Running Ollama for AI-Assisted Data Prep in Air-Gapped Enterprise Environments

Ollama's normal workflow assumes internet access: ollama pull mistral downloads model weights from a registry. In an air-gapped environment, there is no internet. No registry access, no dependency downloads, no phone-home telemetry. Everything needed to run must be physically transferred through an approved process.

This is the reality for data preparation projects in defense, intelligence, critical infrastructure, and high-security financial environments. The AI-assisted labeling workflow that works on your laptop with ollama run needs a different deployment path when the target machine has never seen the internet.

This guide covers the complete air-gapped Ollama deployment workflow: from model preparation on an internet-connected machine to validated operation on the isolated target.

Prerequisites

Before starting the transfer process, confirm these on the air-gapped target machine:

Operating system: Linux (Ubuntu 22.04/24.04, RHEL 8/9, Rocky Linux) or Windows 10/11. macOS is possible but less common in enterprise air-gapped environments.

GPU drivers: NVIDIA drivers must already be installed and functional on the target. Run nvidia-smi to verify. If GPU drivers aren't installed, that's a separate (and often painful) offline installation process — NVIDIA driver packages have their own dependency chain.

CUDA toolkit: Required for GPU inference. Must match the driver version. Verify with nvcc --version or check /usr/local/cuda/version.txt.

Disk space: Ollama's model storage defaults to ~/.ollama/models. A 7B Q4 model is ~4 GB. A 14B Q4 model is ~8 GB. Budget 50–100 GB for model storage if you'll maintain multiple models and quantization variants.

Approved transfer media: USB drives, optical media, or whatever the facility's information transfer policy allows. Some environments require specific media types with write-protection or encryption.

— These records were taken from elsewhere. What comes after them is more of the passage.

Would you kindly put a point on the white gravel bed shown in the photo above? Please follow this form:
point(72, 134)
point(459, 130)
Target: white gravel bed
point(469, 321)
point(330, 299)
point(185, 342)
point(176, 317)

Step 1: Prepare Models on an Internet-Connected Machine

On a machine with internet access (your development workstation or a designated staging machine):

Install Ollama

curl -fsSL https://ollama.ai/install.sh | sh

Pull Target Models

Pull every model and quantization variant you'll need. You cannot pull additional models after transfer.

# Core labeling models
ollama pull mistral:7b-instruct-v0.3-q4_K_M
ollama pull mistral:7b-instruct-v0.3-q8_0
ollama pull qwen2.5:14b-instruct-q4_K_M
ollama pull qwen2.5:14b-instruct-q5_K_M

# Smaller model for lightweight tasks
ollama pull phi3:3.8b-mini-instruct-4k-q4_K_M

# Embedding model (if needed for dedup/similarity)
ollama pull nomic-embed-text

Verify Models Work

Run a test inference for each model to confirm they load and generate correctly:

ollama run mistral:7b-instruct-v0.3-q4_K_M "Classify this text as positive or negative: The product arrived on time."

Locate Model Files

Ollama stores model blobs in its model directory:

# Default locations
# Linux: ~/.ollama/models
# macOS: ~/.ollama/models
# Windows: C:\Users\<user>\.ollama\models

ls ~/.ollama/models/manifests/registry.ollama.ai/library/
ls ~/.ollama/models/blobs/

The manifests directory contains metadata (JSON files mapping model names to blob hashes). The blobs directory contains the actual model weights and configuration files.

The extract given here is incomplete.